Scientific management of Southwestern forests was predicated for most of the last hundred years on the belief that human beings control the planet. Our ability to manipulate fire, and especially to eradicate fire, has been celebrated as evidence of a high degree of civilization through the presumed “control of nature” (Pyne 1989). The basic paradigmatic assumption (framework) is that humans act on nature, and not vice versa. That narrative goes hand in hand with the notion that nature is nothing more than raw material for the economy, and thus devoid of value until commodified.
The dominant ideology began to weaken in the 1950s and early 1960s, with publications like Rachel Carson’s Silent Spring. Today it is in tatters.
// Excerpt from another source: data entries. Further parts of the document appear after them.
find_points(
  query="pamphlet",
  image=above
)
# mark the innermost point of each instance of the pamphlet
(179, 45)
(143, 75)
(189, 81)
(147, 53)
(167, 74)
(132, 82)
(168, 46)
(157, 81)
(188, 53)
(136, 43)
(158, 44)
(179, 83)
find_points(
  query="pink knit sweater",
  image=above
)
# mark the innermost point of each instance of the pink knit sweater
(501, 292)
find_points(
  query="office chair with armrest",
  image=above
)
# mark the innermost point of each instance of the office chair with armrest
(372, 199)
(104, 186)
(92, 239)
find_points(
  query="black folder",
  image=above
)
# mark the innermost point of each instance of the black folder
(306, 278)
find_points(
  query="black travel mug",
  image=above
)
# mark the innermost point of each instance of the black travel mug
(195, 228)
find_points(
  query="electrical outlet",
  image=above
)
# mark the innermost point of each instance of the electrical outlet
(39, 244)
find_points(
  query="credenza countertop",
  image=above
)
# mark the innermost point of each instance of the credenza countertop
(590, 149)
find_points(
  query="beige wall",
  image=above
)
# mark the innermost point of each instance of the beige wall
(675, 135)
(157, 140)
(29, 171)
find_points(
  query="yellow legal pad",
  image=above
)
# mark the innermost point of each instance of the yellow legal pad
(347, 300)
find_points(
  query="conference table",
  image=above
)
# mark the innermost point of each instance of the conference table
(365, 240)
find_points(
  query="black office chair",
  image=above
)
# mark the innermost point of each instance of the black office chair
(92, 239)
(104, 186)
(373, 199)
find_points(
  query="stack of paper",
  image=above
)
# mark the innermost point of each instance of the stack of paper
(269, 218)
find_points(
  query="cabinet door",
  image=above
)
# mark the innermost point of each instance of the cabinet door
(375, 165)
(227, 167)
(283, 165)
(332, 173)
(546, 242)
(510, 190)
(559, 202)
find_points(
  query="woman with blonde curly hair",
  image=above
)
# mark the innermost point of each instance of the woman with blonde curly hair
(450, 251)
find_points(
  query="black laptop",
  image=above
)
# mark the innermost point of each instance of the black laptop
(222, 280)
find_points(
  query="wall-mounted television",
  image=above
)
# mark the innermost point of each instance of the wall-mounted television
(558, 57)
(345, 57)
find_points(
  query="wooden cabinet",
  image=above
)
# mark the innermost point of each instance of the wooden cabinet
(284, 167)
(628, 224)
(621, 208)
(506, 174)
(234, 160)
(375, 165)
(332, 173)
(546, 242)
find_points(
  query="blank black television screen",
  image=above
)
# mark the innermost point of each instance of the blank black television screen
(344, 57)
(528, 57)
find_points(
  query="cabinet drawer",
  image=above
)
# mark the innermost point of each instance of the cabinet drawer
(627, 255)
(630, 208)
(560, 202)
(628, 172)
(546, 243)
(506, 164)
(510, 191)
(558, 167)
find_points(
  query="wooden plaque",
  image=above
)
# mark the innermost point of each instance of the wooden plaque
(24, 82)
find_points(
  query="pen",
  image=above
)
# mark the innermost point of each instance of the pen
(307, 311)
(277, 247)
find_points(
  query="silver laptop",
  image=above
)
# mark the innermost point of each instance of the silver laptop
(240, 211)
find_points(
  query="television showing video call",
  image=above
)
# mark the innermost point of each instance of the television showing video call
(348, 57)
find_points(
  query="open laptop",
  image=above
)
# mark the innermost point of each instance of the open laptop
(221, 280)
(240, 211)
Pre-eminent scientists, such as Simon Levin, offer compelling arguments that human dominion over the natural world, including forested ecosystems, is fragile—at best. Others, such as the Nobel laureate Ilya Prigogine, make clear that forest ecosystems are more chaotic than linear, more full of surprises than predictable. And, as it turns out, some of the most valuable “forest products,” such as watershed, wildlife, and aesthetic values, are not commodifiable. The ecosystem services provided by forests are increasingly viewed as more valuable than commodity values. (Costanza 1997).
Catastrophic wildfire in frequent-fire adapted dry forests is effectively nature talking back to us—“refusing to express itself in the accepted language" (Prigogine and Stengers, pg. __). Thus ends the era of forest management predicated on the dominant paradigm. A chastened forest science has slowly emerged over the last two decades, marked by assumptions that forests are far from equilibrium, evolved complexities (dissipative structures) and by maxims to avoid surprise and optimize natural subsidy.
A new kind of managerial strategy, known as adaptive management, has come into play. And there have been changes in ethical attitudes as well. Fewer and fewer people believe that forests are nothing but economic resources over which we have dominion. More and more people believe that forests are living expressions of the community of life with intrinsic values beyond merely economic ones.
The message is unmistakable. While former notions of forest management are unworkable, the option of doing nothing (i.e., no management) is self-defeating. The new paradigm is predicated on fallible learning and leavened by the precautionary principle.
Carson, Rachel. Silent Spring. Boston, Houghton Mifflin. 1962.
Costanza, R., et al. 1997. The value of the world's ecosystem services and natural capital. Nature 387(May 15):253.
Descartes, René. Discourse on Method. Vol. XXXIV, Part 1. The Harvard Classics. New York: P.F. Collier & Son, 1909–14; http://www.bartleby.com/34/1/ 4/21/03.
Oelschlaeger, Max. 2003. Ecological restoration as thinking like a forest. Pages 81-91 in Friederici, Peter, ed. Ecological Restoration of Southwestern Ponderosa Pine Forests: A Sourcebook for Research and Application. Washington, D.C. Island Press, 544 p.
Prigogine, Ilya and I. Stengers. 1985. Order Out of Chaos: Man's New Dialogue With Nature London: Fontana.
The Science and Environmental Health Network. "Icicle Creek Statement On The Precautionary Principle And Ecosystems." http://www.sehn.org/icicle.html 4/21/03.
Stephen J. Pyne, "A War Against the World." New York Times Book Review, August 6 1989.